With its appeal to mom-and-pop values of frugal family budgeting, the argument against governments spending more than they collect in taxes has long been used to fuel anti-government cynicism and has given several generations of politicians cover to systematically tear down the funding and services meant to help the non-rich with their social and economic problems.
This long-term conservative scenario, turbocharged by the likes of Margaret Thatcher and Ronald Reagan, has of course been spectacularly successful on a global basis.
Oxfam, the British-based consortium of charitable organizations, cites statistics showing that in wealthy countries between 1970 and 2013, the average top rate of personal income tax plummeted from 62 per cent to 38 per cent. In developing countries, the average top rate is 28 per cent. And in some countries, the poor pay a larger proportion of their income in taxes than high-income earners.
And tax-cutting on behalf of the rich has, as we know, played a major role in the international phenomenon of out-of-control inequality.
According to the recent Oxfam report, the richest 26 people globally now own as much as the poorest half of the world population. In Canada, Oxfam said, billionaires have seen their assets rise by $20-billion over the past year alone. Meanwhile, the 4.5 per cent of Canada’s wealth held by the poorest half of the population hasn’t grown.
In fact, the situation for millions here is getting worse with the rise of interest rates. A recent poll indicates nearly half of Canadians are $200 or less away each month from going broke.
Worse, some five million people, including hundreds of thousands of children, are estimated to be living below the poverty line in Canada, with food insecurity being a daily reality for most of them.
Between April 2017 and March 2018, for instance, Ontario’s food banks helped 227,321 households, inclusive of 501,590 adults, children, and seniors, according to the Ontario Association of Food Banks. And nationally, the number of people using food banks every year is in the one-million range.
Prime Minister Justin Trudeau’s government took steps to address these problems somewhat by shifting more fiscal resources to support families. And tax measures to help people make the transition from welfare to full-time employment without ending up worse off financially are receiving much-needed (though still inadequate) improvements.

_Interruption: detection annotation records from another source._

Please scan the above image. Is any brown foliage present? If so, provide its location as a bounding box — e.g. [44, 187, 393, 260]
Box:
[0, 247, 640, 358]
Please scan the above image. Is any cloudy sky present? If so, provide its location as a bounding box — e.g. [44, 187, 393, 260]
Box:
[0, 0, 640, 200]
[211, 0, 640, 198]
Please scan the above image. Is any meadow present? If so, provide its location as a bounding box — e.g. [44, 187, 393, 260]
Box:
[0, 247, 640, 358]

But, outrageously, the related issues of poverty and the ballooning income gap continue to be largely ignored in political discourse. Rather, our political debates are dominated by pro-business ideology and the long-discredited trickle-down theory of wealth creation that has propped up right-wing economic policy in the West for most of its half-century ascendancy.
Instead of talking about reducing government spending and cutting taxes, Canadian leaders should be talking about the urgent need to provide better support and hope for those at the bottom of the income scale—such as through better health care, more educational opportunities, housing options to get people permanently off the streets, food banks that can be used more than once a month, daycare that gives people an opportunity to join the workforce, and so on.

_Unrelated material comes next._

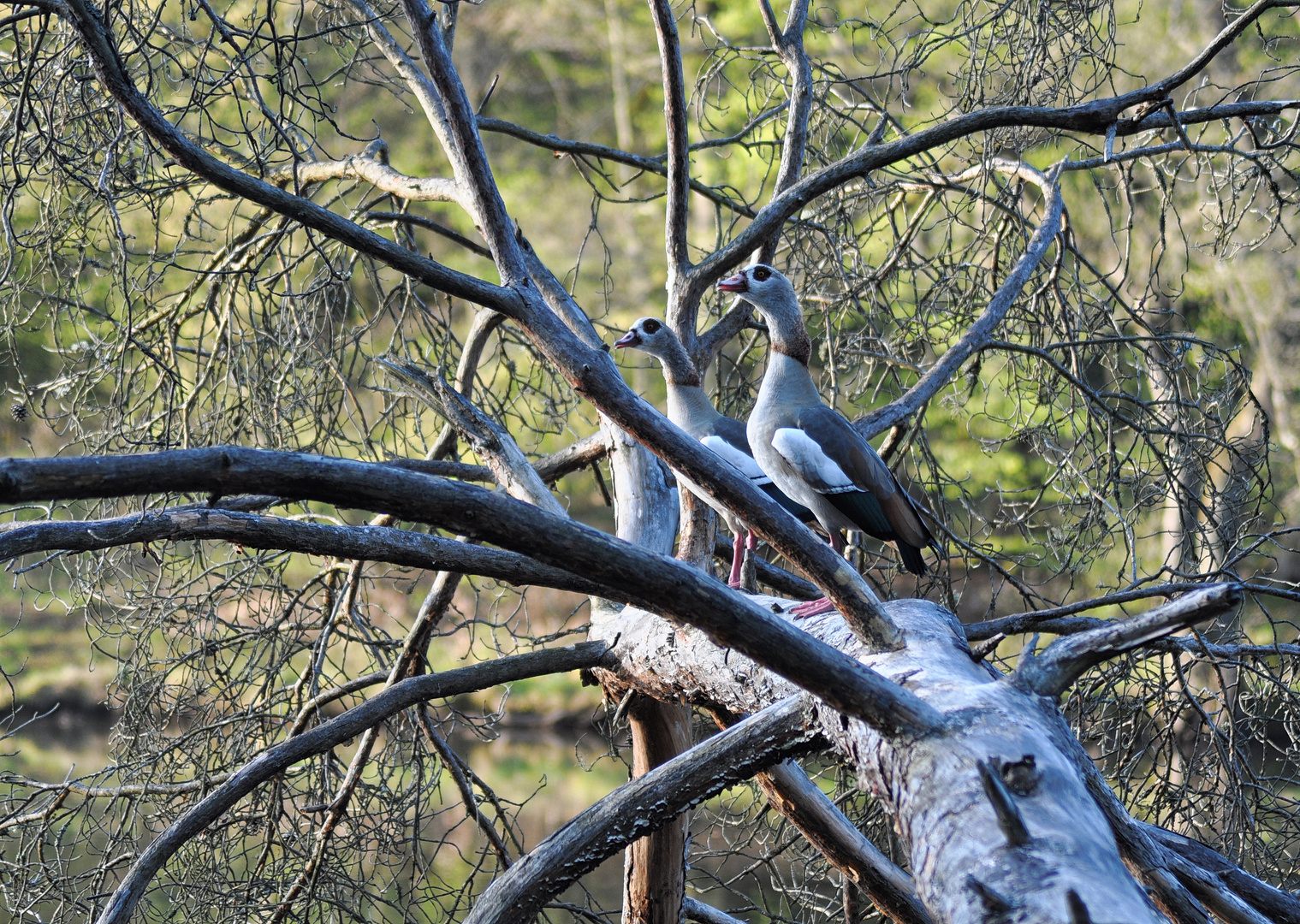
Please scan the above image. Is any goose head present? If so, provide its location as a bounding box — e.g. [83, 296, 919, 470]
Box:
[614, 317, 699, 386]
[614, 317, 677, 358]
[717, 263, 807, 351]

The solutions have been exhaustingly studied. The issue is whether Canadians have the will to demand a better life and a better country for all—or whether voters will continue to be distracted by leaders generating imaginary fear of government deficits, encouraging worship of wealth, and quietly assuring people it’s okay to think selfishly of your needs before those of others.
We’ll see what the federal parties really stand for between now and October’s election.
Les Whittington is an Ottawa journalist and a regular contributor to The Hill Times.